Взял младший брат свою лиру, поклонился своим братьям и пошел из города, хотя вечер уже спускался.
Проводив брата, поужинали оставшиеся и осиротевшие путники, помогли хозяевам в их домашних делах и сказали, что завтра на рассвете уйдут и они. Покачал старик головой, пожалел о таких прекрасных постояльцах и спросил:
— Вы знаете ли, куда идете и чего ищете?
— Чего ищем, очень хорошо знаем. А куда идем, о том Бог один знает, — ответил старший брат.
— Везде есть люди, — прибавил средний, — была бы охота их любить да с ними в мире жить.

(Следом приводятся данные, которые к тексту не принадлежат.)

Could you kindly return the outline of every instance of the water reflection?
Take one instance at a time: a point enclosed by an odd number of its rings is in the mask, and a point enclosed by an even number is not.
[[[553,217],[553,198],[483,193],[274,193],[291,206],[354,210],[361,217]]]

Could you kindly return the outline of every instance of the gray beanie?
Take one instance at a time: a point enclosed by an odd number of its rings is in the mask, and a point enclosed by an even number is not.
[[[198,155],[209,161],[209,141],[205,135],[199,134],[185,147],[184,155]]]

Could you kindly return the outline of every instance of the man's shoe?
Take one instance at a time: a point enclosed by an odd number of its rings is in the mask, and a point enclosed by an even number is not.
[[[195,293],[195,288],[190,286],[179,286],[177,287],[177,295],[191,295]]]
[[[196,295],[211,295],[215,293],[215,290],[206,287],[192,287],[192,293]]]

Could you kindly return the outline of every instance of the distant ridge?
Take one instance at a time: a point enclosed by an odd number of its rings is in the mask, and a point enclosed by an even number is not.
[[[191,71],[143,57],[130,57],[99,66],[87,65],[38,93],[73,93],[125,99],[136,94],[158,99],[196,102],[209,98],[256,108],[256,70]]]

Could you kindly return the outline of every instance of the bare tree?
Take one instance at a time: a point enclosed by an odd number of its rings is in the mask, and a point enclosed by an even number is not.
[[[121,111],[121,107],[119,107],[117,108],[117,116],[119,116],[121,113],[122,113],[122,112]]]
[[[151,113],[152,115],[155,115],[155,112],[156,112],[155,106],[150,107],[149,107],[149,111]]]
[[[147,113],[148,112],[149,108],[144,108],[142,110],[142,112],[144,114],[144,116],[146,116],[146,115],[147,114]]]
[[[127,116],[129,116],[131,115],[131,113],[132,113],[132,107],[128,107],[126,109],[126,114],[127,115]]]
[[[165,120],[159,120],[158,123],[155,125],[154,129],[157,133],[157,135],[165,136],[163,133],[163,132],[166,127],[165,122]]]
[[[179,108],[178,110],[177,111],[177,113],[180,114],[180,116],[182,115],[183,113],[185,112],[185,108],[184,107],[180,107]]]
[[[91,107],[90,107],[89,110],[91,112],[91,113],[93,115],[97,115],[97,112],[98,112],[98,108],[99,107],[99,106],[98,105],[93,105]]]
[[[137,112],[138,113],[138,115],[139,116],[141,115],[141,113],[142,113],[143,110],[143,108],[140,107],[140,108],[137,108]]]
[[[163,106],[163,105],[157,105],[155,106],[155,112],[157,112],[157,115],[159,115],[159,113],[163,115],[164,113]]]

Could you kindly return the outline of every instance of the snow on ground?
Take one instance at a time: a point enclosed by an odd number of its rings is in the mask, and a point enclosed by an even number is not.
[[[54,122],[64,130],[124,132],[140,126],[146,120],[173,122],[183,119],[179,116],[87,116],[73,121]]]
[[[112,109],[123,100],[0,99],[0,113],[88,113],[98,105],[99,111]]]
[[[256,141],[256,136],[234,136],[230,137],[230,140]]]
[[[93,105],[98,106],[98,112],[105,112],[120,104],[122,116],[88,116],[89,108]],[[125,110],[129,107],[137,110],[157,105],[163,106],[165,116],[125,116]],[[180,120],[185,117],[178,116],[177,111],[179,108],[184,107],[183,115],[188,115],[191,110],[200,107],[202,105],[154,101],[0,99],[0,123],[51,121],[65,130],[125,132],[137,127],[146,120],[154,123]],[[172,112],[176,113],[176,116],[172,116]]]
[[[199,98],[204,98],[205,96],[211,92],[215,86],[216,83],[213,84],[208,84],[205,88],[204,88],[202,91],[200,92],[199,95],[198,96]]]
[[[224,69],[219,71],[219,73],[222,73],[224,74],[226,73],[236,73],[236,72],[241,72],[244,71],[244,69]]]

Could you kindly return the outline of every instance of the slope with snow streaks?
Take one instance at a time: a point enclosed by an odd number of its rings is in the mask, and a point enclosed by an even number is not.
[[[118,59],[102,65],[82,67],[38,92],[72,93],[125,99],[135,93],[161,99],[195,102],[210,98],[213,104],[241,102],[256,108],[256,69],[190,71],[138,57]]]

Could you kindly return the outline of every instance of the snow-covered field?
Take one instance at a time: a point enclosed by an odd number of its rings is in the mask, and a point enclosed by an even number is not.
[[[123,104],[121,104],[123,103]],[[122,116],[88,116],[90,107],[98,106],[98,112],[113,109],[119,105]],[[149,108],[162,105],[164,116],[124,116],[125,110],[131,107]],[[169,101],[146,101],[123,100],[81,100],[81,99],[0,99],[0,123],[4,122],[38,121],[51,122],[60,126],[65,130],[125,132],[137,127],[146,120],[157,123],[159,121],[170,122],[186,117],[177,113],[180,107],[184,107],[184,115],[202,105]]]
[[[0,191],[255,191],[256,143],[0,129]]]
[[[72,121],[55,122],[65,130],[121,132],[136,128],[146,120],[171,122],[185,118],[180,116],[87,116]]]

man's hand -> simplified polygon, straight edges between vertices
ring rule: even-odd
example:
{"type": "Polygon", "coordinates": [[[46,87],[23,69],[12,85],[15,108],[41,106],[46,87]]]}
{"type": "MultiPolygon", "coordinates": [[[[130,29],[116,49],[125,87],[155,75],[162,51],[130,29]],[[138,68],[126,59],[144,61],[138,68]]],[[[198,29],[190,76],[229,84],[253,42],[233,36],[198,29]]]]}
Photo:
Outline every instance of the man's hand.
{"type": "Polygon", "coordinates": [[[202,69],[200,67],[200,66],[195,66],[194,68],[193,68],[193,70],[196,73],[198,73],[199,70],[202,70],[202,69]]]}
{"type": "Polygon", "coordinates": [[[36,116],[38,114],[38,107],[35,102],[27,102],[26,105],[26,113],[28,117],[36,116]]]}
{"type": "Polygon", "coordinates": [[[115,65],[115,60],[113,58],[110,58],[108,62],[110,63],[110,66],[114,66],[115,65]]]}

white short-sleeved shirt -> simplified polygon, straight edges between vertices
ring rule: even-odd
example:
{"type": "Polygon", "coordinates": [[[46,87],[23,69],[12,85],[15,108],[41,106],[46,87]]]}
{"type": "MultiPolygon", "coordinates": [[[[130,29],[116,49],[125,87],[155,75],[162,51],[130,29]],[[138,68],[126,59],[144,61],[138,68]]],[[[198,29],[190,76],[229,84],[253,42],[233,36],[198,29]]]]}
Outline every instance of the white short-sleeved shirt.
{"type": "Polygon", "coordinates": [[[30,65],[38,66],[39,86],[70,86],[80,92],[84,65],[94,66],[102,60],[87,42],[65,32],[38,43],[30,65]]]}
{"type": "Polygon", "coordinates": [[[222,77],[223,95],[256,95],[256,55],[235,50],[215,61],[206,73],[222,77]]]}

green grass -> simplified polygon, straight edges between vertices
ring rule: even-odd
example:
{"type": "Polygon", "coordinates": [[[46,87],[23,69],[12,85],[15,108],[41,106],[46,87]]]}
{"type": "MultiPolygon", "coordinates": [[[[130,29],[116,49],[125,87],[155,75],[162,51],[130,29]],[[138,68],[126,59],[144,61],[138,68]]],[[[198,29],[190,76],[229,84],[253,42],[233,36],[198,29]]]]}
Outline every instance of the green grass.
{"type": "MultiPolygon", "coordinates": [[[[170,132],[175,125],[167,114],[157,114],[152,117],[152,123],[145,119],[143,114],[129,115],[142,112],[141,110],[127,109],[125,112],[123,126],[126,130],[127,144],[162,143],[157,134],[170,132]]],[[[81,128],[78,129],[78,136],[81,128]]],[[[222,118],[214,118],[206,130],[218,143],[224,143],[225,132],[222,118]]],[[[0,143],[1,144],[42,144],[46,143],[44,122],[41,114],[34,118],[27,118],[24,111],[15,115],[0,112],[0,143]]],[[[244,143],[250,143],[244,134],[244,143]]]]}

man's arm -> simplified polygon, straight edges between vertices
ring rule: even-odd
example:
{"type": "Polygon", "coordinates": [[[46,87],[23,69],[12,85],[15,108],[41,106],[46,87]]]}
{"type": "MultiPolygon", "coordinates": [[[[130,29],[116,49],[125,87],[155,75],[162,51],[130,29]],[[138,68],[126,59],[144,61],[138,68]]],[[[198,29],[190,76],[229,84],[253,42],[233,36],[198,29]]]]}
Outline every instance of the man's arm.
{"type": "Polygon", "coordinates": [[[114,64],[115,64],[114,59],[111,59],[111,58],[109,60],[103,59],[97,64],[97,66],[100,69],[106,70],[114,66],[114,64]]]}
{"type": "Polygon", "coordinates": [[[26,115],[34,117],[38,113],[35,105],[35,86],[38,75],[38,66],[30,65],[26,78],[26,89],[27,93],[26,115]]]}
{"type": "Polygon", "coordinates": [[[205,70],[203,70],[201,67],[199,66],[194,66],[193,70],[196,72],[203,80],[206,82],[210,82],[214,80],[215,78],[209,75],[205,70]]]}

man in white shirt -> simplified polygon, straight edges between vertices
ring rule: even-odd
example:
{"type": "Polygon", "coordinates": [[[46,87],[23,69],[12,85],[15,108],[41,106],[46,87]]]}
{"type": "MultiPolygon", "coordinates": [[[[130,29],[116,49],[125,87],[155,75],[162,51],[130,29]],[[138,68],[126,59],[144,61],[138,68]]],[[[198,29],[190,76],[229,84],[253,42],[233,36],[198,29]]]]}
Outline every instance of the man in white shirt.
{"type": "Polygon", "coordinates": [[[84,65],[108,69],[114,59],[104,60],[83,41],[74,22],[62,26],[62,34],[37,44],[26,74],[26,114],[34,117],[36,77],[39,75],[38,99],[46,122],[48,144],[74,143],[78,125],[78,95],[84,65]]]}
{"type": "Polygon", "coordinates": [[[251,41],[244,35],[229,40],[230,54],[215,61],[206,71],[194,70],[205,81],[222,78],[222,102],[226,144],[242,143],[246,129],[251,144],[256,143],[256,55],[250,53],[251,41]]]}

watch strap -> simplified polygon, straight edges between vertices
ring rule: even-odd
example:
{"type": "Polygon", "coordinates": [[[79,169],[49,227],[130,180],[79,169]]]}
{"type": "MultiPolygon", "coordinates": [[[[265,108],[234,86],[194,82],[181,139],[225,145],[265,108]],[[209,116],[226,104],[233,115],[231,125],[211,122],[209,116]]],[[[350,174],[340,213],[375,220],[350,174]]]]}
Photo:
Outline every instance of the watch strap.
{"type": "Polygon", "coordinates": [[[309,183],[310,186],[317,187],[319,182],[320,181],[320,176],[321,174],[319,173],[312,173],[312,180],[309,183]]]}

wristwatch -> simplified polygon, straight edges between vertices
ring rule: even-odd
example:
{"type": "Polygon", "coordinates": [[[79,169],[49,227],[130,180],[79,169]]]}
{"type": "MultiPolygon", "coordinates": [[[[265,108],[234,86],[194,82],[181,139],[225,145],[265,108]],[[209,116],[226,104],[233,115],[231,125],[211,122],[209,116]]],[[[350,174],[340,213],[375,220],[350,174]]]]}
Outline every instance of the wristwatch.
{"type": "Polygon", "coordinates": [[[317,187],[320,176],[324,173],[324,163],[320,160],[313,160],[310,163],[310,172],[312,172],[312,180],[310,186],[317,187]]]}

— Да, это верно. Если не за счастьем вы гонитесь, то много можете людям помочь, — снова задумчиво сказал хозяин. — Вот на север от нашего богатого города, верстах в двухстах, есть очень большой город на чудесной широкой реке. Там у меня живет сестра с мужем, я мог бы рекомендовать ей одного из вас. У нее умер сын, точь-в-точь как вот ты, — обратился он к среднему брату. — Такой же добряк, такой же статный и здоровый. В одну ночь унесла его чума, и больше половины города съела она в самое короткое время. С тех пор город захирел, бедность в нем повсеместная. И живут в том городе люди, как в городе слез и проклятий, пожалуй, даже забыли, как и имя-то Божье помянуть. Все бранятся и ссорятся друг с другом, а некоторые, как сестра моя, оставшиеся кроткими и смиренными, впали в такую тоску и уныние, что и не передать словами. Сестра моя в наше последнее свидание, печальное свидание говорила мне, что ясно сознает, как глубоки ее грехи перед жизнью, что потеря сына пришла по ее огромной вине. Я знаю, что она только тогда успокоится, когда милосердное небо пошлет ей человека, который захочет стать ей сыном вместо утраченного. Но кто захочет войти в унылую семью, живущую в погибающем городе? Знаю я и тайную мысль моей сестры, что если придет к ней юноша тех же лет, каких был ее сын, и станет жить у нее в семье как родное дитя, то это будет ей знаком, что ее грех прощен и приняты труды ее жизни. Если ты, друг, — обратился он к среднему брату, — не на словах, не в мечтах и обетах, а на деле простого дня ищешь возможности подать помощь и доброту людям, иди в несчастный дом и город, отыщи мою сестру, которая теперь, вероятно, впала в бедность, и принеси ей в своем сердце, в своей доброте прощение небес.
Ничего больше не спросил средний брат, взял свою котомку, поклонился хозяевам, обнял старшего брата и сказал ему:
— Я нашел свой путь, дорогой брат. Постараюсь заменить чужой матери ее сына и буду чтить ее, как чтил бы родную мать. Проста моя маленькая задача. Постараюсь помнить мудрость и честь нашего дорогого отца и действовать по его примеру. Будь благословен.